Twenty-six children with OSAS (mean age 78 months, range 1.8-17 years) who underwent adenotonsillectomy were studied. CYP2D6 genotype was characterized in 21 of these children. The primary endpoints of the study were the change in the rate of desaturation and in the nadir oxygen saturation values before and in the first 24 hours after surgery as measured by pulse oximetry.
Twenty-two children received codeine and four were managed with hydrocodone. There was no post-operative improvement in the mean rate of desaturation (1.84 ± 1.45/hour pre-operative vs 2.97 ± 3.3/hour post-operative; p = 0.119; 95% CI -2.56, 0.313), or the post-operative nadir of oxygen saturation (85.2 ± 5.8% pre-operative vs 84.0 ± 6.8% post-operative; p = 0.632; 95% CI -3.00, 4.84) on the night after surgery. Prior to surgery, six children had an oxygen saturation nadir <80%, while post-surgery, the number increased to eight children. Ten children improved their parameters after surgery. CYP2D6 genotype by itself did not predict the changes in desaturation or nadir.

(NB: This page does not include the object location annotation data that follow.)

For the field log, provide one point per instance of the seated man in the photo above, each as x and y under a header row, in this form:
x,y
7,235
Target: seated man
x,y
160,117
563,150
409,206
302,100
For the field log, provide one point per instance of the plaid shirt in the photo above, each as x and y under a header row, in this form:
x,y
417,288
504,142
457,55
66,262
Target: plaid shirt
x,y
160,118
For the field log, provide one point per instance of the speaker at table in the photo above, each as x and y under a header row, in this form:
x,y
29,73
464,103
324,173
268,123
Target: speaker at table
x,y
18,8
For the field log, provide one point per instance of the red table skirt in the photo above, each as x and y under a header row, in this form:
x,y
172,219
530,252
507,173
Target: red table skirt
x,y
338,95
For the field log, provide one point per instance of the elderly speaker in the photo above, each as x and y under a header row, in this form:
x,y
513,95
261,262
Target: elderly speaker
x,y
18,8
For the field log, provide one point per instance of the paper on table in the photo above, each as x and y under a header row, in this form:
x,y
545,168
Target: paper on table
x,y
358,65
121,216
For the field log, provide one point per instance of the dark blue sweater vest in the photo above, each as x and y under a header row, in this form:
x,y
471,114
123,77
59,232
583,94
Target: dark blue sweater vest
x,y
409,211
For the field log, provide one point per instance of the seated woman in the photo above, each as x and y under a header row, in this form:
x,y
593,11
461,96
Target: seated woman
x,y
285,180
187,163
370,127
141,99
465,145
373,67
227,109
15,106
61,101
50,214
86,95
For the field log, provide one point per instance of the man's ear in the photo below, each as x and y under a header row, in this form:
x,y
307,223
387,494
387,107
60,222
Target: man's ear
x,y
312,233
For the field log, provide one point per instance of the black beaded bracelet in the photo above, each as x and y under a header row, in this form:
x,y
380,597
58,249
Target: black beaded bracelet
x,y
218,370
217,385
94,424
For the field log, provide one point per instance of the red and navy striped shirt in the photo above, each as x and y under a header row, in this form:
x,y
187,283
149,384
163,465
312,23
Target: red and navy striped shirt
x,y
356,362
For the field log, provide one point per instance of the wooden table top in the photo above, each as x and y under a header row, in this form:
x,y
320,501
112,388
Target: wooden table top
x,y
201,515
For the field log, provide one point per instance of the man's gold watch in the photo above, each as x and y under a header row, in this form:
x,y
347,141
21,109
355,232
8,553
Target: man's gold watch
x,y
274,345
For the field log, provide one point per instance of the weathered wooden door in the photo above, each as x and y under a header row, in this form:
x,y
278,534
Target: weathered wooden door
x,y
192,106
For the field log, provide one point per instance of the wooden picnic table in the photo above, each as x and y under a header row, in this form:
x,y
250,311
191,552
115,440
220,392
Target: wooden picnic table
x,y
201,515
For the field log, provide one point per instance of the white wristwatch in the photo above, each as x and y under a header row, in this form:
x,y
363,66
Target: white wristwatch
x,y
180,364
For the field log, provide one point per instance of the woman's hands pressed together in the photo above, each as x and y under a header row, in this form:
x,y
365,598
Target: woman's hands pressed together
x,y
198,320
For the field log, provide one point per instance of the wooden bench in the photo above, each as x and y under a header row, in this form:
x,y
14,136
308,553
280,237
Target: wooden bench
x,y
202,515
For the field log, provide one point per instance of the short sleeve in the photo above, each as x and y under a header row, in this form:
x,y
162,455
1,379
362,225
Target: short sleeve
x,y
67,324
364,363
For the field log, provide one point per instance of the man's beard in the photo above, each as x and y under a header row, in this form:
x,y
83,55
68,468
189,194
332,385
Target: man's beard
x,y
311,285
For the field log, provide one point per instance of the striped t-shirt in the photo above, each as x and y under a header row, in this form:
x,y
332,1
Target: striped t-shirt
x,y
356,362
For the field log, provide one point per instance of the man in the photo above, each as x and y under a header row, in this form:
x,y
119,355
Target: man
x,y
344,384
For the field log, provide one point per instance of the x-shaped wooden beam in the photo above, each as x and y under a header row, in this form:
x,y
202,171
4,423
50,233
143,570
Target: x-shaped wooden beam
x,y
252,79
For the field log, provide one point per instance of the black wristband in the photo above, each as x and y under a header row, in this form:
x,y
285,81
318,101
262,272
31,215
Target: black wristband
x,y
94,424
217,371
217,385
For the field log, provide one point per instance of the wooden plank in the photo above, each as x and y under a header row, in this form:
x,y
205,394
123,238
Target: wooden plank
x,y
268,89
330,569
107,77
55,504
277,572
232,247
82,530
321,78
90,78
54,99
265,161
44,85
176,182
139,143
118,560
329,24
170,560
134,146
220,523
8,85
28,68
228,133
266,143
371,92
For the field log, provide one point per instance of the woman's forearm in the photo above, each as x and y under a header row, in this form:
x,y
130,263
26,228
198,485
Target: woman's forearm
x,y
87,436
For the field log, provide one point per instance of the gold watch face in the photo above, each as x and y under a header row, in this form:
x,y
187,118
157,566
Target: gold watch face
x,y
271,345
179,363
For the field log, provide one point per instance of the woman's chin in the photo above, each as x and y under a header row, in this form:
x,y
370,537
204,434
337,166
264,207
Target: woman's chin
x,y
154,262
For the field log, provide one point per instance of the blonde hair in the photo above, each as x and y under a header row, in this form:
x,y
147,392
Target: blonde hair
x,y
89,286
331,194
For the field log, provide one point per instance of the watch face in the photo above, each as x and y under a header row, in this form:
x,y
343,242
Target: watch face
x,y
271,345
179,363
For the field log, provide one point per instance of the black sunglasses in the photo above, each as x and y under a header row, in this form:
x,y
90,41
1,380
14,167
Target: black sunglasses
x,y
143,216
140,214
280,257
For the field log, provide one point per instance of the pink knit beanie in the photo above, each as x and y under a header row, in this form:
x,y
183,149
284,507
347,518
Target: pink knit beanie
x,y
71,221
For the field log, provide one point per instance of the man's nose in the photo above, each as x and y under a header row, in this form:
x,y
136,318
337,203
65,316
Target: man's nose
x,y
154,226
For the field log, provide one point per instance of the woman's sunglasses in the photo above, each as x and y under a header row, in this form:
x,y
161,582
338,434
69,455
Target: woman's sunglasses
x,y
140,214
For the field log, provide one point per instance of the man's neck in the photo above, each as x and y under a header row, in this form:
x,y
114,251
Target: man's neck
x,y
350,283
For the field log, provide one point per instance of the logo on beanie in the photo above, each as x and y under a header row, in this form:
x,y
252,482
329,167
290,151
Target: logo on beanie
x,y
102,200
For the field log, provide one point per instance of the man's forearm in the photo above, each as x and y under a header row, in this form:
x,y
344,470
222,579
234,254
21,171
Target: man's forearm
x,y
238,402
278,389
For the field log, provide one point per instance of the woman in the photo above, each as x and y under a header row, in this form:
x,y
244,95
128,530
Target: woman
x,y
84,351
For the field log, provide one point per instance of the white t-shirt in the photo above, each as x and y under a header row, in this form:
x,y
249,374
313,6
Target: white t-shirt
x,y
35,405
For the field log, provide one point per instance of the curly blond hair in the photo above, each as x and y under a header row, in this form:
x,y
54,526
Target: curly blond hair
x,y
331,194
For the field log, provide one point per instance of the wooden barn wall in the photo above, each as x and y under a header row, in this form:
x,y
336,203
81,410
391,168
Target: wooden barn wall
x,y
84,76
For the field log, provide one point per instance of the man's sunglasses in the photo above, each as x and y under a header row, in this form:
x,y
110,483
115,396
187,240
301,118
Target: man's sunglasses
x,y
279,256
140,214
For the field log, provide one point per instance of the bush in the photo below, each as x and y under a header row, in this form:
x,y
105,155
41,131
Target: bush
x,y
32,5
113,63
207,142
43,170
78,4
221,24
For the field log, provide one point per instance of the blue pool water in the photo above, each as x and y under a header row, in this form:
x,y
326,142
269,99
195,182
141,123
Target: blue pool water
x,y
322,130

Post-operative use of opioids following OSAS may not be safe for all children. It is conceivable that if the child is among the significant proportion that experiences increased oxygen desaturations, the CNS depressing effects of codeine or hydrocodone and their respectively potent morphine or hydromorphone metabolites can further compromise respiratory drive. Larger studies are needed to investigate the potential contribution of CYP2D6 genotype.
最近的病例报告引起了医学界的警惕,即在因阻塞性睡眠呼吸暂停综合征行扁桃体切除术和/或腺样体切除术的儿童中,使用可待因后出现死亡。
本研究旨在比较阻塞性睡眠呼吸暂停综合征(OSAS)患儿行腺样体扁桃体切除术前后的氧减饱和率,并探讨细胞色素 P450 2D6(CYP2D6)基因型与呼吸事件之间的关系。
这是一项前瞻性观察研究。
研究纳入 26 例 OSAS 患儿(平均年龄 78 个月,范围 1.8-17 岁),这些患儿均接受了腺样体扁桃体切除术。其中 21 例患儿的 CYP2D6 基因型得到了明确。该研究的主要终点是通过脉搏血氧仪测量的手术前后的脱氧饱和率和最低血氧饱和度值的变化。
22 例患儿接受了可待因治疗,4 例患儿接受了氢可酮治疗。术后平均脱氧饱和率(术前 1.84±1.45 次/小时 vs 术后 2.97±3.3 次/小时;p=0.119;95%CI-2.56,0.313)或术后最低血氧饱和度(术前 85.2±5.8% vs 术后 84.0±6.8%;p=0.632;95%CI-3.00,4.84)均无术后改善。手术当晚,术前有 6 例患儿的血氧饱和度最低值<80%,而术后增加到 8 例。术后 10 例患儿的参数有所改善。CYP2D6 基因型本身并不能预测脱氧或最低值的变化。
OSAS 患儿术后使用阿片类药物并非所有儿童都安全。可以想象,如果孩子属于经历脱氧饱和度增加的较大比例的儿童,那么可待因或氢可酮的中枢神经系统抑制作用及其分别的强力吗啡或氢吗啡酮代谢物可能会进一步损害呼吸驱动力。需要更大的研究来调查 CYP2D6 基因型的潜在贡献。